AMD’s latest graphics card, the Radeon RX 7900 XTX, has made waves in the computing world by outperforming NVIDIA’s GeForce RTX 4090 in running the DeepSeek R1 AI model, particularly in inference benchmarks.
Let’s dive into why AMD’s quick move to support DeepSeek’s R1 LLM models is a game-changer. With the advent of this new AI model from DeepSeek, industry insiders and enthusiasts have been curious about the power required to train it. Surprisingly, AMD’s “RDNA 3” Radeon RX 7900 XTX GPU is more than capable, delivering top-tier performance that surpasses expectations for regular consumers. Recently, AMD even released inference benchmarks that pit their flagship RX 7000 series against NVIDIA’s equivalent, and the results are impressive—AMD comes out on top across various model types.
David McAfee from AMD tweeted about how well DeepSeek performs on the 7900 XTX, directing users to resources for getting these models up and running on Radeon GPUs and Ryzen AI APUs.
For those looking to explore AI workloads on consumer GPUs, AMD has certainly made a compelling case. Many users have opted for these setups because they offer a solid performance-to-cost ratio compared to specialized AI accelerators. Running these models locally not only enhances performance but also keeps your data private—a significant concern with burgeoning AI applications like DeepSeek’s. To help users get started, AMD has put together a comprehensive guide for deploying DeepSeek R1 distillations on their GPUs:
1. Ensure your system is running on the 25.1.1 Optional or a newer Adrenalin driver.
2. Download LM Studio version 0.3.8 or higher from lmstudio.ai/ryzenai.
3. Install LM Studio, bypassing the onboarding screen.

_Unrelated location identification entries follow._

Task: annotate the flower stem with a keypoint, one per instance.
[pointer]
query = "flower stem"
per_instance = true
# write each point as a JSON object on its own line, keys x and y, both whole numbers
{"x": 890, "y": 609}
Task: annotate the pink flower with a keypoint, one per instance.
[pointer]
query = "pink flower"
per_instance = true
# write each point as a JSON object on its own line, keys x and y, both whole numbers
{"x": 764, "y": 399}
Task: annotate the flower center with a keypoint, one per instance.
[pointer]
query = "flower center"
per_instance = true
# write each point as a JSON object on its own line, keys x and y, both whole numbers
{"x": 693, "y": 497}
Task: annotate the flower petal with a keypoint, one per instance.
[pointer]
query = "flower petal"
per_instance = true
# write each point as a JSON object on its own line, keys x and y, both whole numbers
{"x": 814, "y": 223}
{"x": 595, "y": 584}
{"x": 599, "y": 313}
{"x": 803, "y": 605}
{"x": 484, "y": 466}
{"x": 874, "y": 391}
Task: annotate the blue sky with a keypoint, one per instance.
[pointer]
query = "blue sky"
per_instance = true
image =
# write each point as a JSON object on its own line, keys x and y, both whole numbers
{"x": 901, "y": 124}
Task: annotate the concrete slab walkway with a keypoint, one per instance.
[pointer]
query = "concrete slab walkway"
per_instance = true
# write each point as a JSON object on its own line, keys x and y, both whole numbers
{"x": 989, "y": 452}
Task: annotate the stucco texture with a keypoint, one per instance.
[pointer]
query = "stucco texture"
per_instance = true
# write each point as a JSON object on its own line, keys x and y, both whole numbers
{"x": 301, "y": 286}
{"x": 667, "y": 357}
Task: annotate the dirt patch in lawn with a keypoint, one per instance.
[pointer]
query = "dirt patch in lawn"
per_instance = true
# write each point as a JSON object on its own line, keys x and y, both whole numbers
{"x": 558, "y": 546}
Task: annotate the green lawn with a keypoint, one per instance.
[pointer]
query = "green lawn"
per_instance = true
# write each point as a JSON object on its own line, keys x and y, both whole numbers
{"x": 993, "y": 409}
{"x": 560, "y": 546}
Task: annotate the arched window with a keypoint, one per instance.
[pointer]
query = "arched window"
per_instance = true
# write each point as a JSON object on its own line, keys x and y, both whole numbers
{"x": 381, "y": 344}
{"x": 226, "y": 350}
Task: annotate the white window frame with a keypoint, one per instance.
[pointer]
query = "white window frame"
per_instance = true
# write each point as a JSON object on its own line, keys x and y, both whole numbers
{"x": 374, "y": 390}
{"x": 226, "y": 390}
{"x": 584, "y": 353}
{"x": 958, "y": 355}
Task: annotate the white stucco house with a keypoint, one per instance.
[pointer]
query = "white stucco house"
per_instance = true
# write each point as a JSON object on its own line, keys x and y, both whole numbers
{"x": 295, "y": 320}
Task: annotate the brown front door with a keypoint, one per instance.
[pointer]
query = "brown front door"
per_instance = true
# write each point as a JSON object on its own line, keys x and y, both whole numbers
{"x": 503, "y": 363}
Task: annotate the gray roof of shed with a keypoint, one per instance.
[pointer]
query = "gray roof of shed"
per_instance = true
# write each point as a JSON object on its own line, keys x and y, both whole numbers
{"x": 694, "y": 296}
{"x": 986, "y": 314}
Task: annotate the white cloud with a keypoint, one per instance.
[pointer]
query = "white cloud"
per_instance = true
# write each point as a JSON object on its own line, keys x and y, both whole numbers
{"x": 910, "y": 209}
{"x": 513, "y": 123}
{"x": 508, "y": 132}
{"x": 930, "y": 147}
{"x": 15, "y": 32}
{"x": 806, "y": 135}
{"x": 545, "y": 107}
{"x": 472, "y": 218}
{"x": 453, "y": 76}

4. Navigate to the discover tab.
5. Select your desired DeepSeek R1 Distill. Starting with smaller models like Qwen 1.5B is advisable due to their excellent speed, whereas larger models provide better reasoning abilities—all are quite powerful.
6. Check that “Q4 K M” quantization is marked on the right, then click “Download”.
7. After downloading, return to the chat tab, select the DeepSeek R1 distill from the menu, and ensure “manually select parameters” is checked.
8. For the GPU offload layers, push the slider to its maximum setting.
9. Click to load the model.
10. You’re all set to interact with a reasoning model running entirely on your AMD setup!
If you find these instructions a bit challenging, worry not. AMD has also released a YouTube tutorial breaking down each step so you can effectively run DeepSeek’s language models on your local AMD hardware, ensuring your privacy remains intact. Looking ahead, with new GPU releases from both NVIDIA and AMD, we anticipate significant advancements in inferencing capabilities, largely thanks to the onboard AI engines meant to optimize such tasks.